UCAR designed the satellite system used for COSMIC's planned two-year mission, but about $80 million of the mission's cost was covered by Taiwan's National Science Council and National Space Organization.

The U.S. National Science Foundation and its partners - which included NASA, the U.S. Air Force Space Test Program, the Office of Naval Research and the National Oceanic and Atmospheric Administration - covered the rest.

Each of the six COSMIC satellites - known together as FORMOSAT 3 in Taiwan - is just a few inches wide and weighs about 137 pounds (62 kilograms).

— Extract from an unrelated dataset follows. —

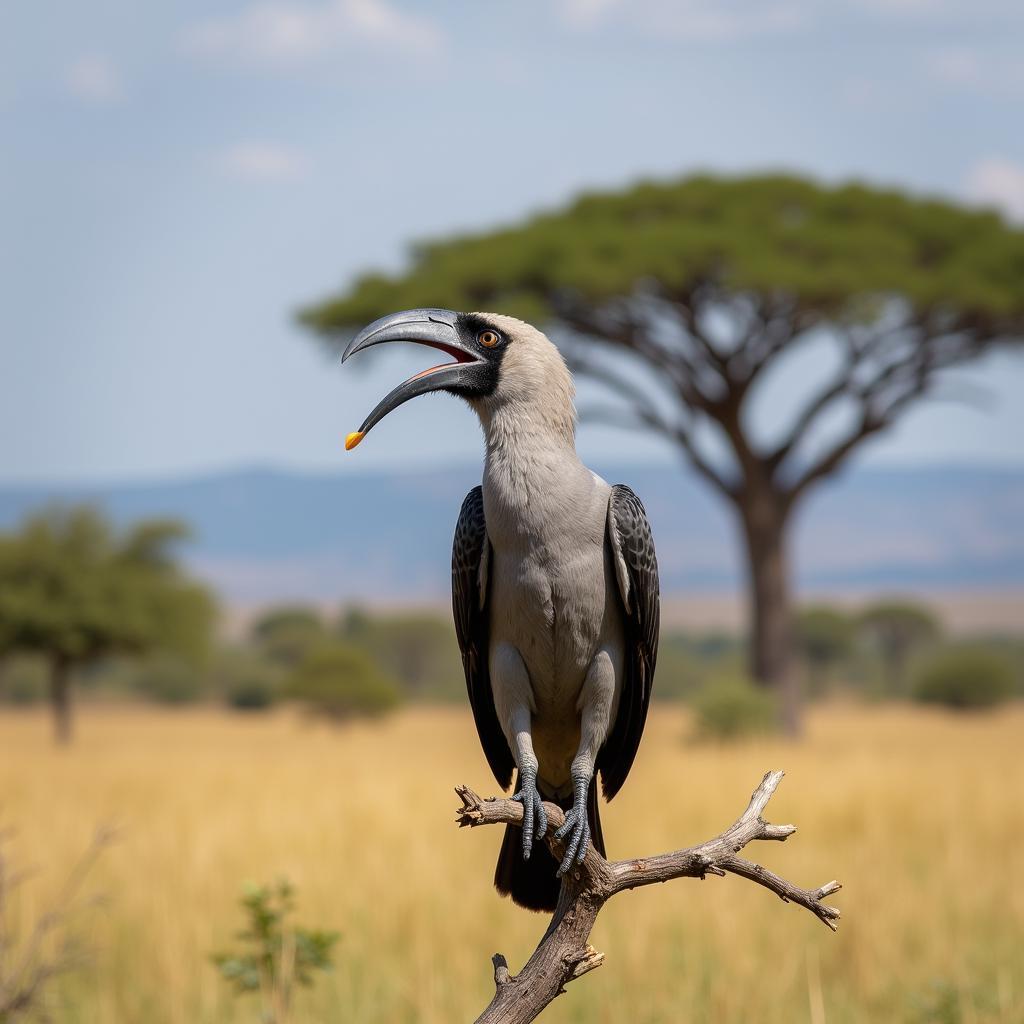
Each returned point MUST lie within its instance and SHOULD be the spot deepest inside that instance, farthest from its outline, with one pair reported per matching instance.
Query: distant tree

Originally developed by Orbital Sciences for the ORBCOMM data communications network, the probes were modified for the COSMIC mission and are expected to reach their final circular orbits - between 435 and 500 miles (700 and 800 kilometers) above Earth - in about 13 months.

The mission relies on some radio occultation techniques and hardware developed by NASA's Jet Propulsion Laboratory (JPL) in Pasadena, California, the space agency said.

"COSMIC is a prime example of transitioning NASA remote sensing technology into operational weather forecasting," explained Tony Mannucci, supervisor of JPL's Ionospheric and Atmospheric Remote Sensing Group, in a statement. "The expected improvements in forecasting skill and COSMIC's contribution to long-term climate monitoring are a direct result of NASA's research investments in radio occultation, a technology originally developed by JPL in the 1960s for planetary atmospheric studies and later refined in the 1990s for Earth orbit use."

While the spacecrafts are expected to perform for two years, they carry enough fuel for a five-year study, Orbital officials said.

Friday's successful space shot marked the fifth launch of an Orbital-built Minotaur rocket since its debut in 2000.